The UK environmental think-tank, the Green Alliance, published a report called Plastic Promises in January which was based on interviews with senior packaging and product staff in supermarkets and brands producers.
Findings raised questions about the practicalities involved for retailers when they moved certain products away from single-use packaging. The report suggests that some plastic alternatives could turn out to be harmful in the long run, when looking at factors such as carbon emissions.
One of the examples highlighted was plastic bags in-store where switching from single use plastic bags for loose produce and bakery items and replacing them with single use paper bags.

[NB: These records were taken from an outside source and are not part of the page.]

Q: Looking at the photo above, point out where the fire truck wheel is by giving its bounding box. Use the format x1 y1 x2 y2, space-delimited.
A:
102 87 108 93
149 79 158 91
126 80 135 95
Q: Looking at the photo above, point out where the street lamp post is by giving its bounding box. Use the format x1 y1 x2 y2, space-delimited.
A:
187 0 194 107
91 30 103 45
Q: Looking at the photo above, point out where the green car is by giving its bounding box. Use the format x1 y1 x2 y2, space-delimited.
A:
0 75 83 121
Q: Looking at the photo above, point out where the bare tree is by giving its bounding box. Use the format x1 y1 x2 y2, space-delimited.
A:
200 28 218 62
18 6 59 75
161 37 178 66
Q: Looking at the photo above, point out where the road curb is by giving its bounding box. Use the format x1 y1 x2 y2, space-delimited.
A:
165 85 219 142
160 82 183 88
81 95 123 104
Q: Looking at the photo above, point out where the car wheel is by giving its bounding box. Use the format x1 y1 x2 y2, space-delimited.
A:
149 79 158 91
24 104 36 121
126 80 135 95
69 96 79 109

“This is a worrying trend, as paper bags, which are often just as unnecessary as their plastic counterparts, can have much higher carbon impacts, though this can depend on material sources and product specification,” the report noted.
Summing up the findings of the report, Green Alliance said that “in the absence of government direction, a disjointed and potentially counterproductive approach to solving plastic pollution is emerging”.
One “particular concern” raised by the Green Alliance is compostable or ‘biodegradable’ plastic. While the research suggests that over 80% of consumers think this is an environmentally friendly product, said the think-tank, there is “little understanding” of what the terms mean and how the material should be dealt with once used.
The report said that the retailers consulted “wanted a clearer approach to where it should be used and how it should be marked to avoid causing more problems”.
Libby Peake, senior policy adviser on resources at Green Alliance, said: “The public are right to be outraged about plastic pollution. But what we don’t want is, a few years down the line, for them to be outraged about new environmental problems caused by the alternatives. We need to address the root of the problem, our throwaway society.”